Previews and Openings
‘FIDLER AFN DAKH’ at the Museum of Jewish Heritage (previews start on July 4; opens on July 15). “Fiddler on the Roof” is a theatrical translation of Sholem Aleichem’s Yiddish language tales, and the National Yiddish Theater-Folksbiene has translated it right back, with English and Russian supertitles. Under Joel Grey’s direction, the first Yiddish production of this show in 50 years stars Steven Skybell and the kvetcher extraordinaire Jackie Hoffman. Mazel tov.
866-811-4111, nytf.org

Fiddler in Yiddish

‘THE SAINTLINESS OF MARGERY KEMPE’ at the Duke on 42nd Street (previews start on July 5; opens on July 12). Candid, gossipy and occasionally imperiled by demons, Margery Kempe was a 15th-century mystic and the author of a terrific medieval tell-all. Now she’s returning in this play by John Wulp, which stars the delightful Bedlam Theater regular Andrus Nichols as the chatty glorified soul.

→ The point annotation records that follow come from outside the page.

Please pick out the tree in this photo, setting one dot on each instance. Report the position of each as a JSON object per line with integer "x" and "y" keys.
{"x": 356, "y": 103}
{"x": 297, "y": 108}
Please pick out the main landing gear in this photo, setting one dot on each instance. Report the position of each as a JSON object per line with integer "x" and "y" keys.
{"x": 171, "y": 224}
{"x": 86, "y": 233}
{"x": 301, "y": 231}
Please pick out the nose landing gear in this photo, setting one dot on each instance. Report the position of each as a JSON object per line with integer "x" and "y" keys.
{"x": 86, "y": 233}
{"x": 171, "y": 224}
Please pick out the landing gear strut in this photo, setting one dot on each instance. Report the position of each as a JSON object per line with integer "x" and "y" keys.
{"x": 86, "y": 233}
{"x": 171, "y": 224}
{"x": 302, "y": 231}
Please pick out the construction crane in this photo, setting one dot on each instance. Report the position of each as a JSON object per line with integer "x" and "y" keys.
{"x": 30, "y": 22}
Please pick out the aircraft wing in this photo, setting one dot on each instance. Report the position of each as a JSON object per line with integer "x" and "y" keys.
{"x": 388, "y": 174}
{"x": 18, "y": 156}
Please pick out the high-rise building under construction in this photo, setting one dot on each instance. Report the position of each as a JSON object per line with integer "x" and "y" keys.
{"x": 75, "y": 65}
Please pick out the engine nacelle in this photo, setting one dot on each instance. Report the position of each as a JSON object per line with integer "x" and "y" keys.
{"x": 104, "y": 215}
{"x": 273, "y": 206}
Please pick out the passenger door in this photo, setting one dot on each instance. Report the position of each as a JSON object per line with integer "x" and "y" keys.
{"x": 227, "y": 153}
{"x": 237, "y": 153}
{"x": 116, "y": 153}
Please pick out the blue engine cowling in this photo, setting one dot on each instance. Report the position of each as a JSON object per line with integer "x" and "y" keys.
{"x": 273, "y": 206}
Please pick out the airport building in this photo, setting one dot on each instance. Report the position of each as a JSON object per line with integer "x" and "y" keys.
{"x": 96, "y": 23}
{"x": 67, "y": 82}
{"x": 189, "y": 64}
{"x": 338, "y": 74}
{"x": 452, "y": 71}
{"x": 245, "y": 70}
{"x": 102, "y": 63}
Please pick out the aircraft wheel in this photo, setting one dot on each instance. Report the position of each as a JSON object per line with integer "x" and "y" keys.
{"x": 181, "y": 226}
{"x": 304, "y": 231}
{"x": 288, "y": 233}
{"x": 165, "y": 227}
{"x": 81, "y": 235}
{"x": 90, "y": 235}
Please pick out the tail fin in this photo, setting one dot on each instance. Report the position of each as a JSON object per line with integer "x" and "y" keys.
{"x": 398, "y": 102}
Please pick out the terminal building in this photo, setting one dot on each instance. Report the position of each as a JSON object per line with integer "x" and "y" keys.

‘STRAIGHT WHITE MEN’ at the Hayes Theater (previews start on June 29; opens on July 23). Check your tickets. And your privilege. A lively evisceration of the family-conflict play and an exploration of entitlement and its limits, Young Jean Lee’s drama about a dad and his grown kids (one of those kids is portrayed by Armie Hammer) arrives at Second Stage. Anna D. Shapiro directs this play, the first by a female AsianAmerican writer to appear on Broadway.

‘THIS AIN’T NO DISCO’ at the Atlantic Theater Company at the Linda Gross Theater (previews start on June 30; opens on July 24). No fooling around: This new rock opera, written by Stephen Trask and Peter Yanowitz and directed by Darko Tresnjak, is Mr. Trask’s first since the indelible “Hedwig and the Angry Inch.” Set in 1979 New York, it traipses from the Mudd Club to Studio 54. But will the book, co-written with Rick Elice, make time for dancing and lovey-dovey?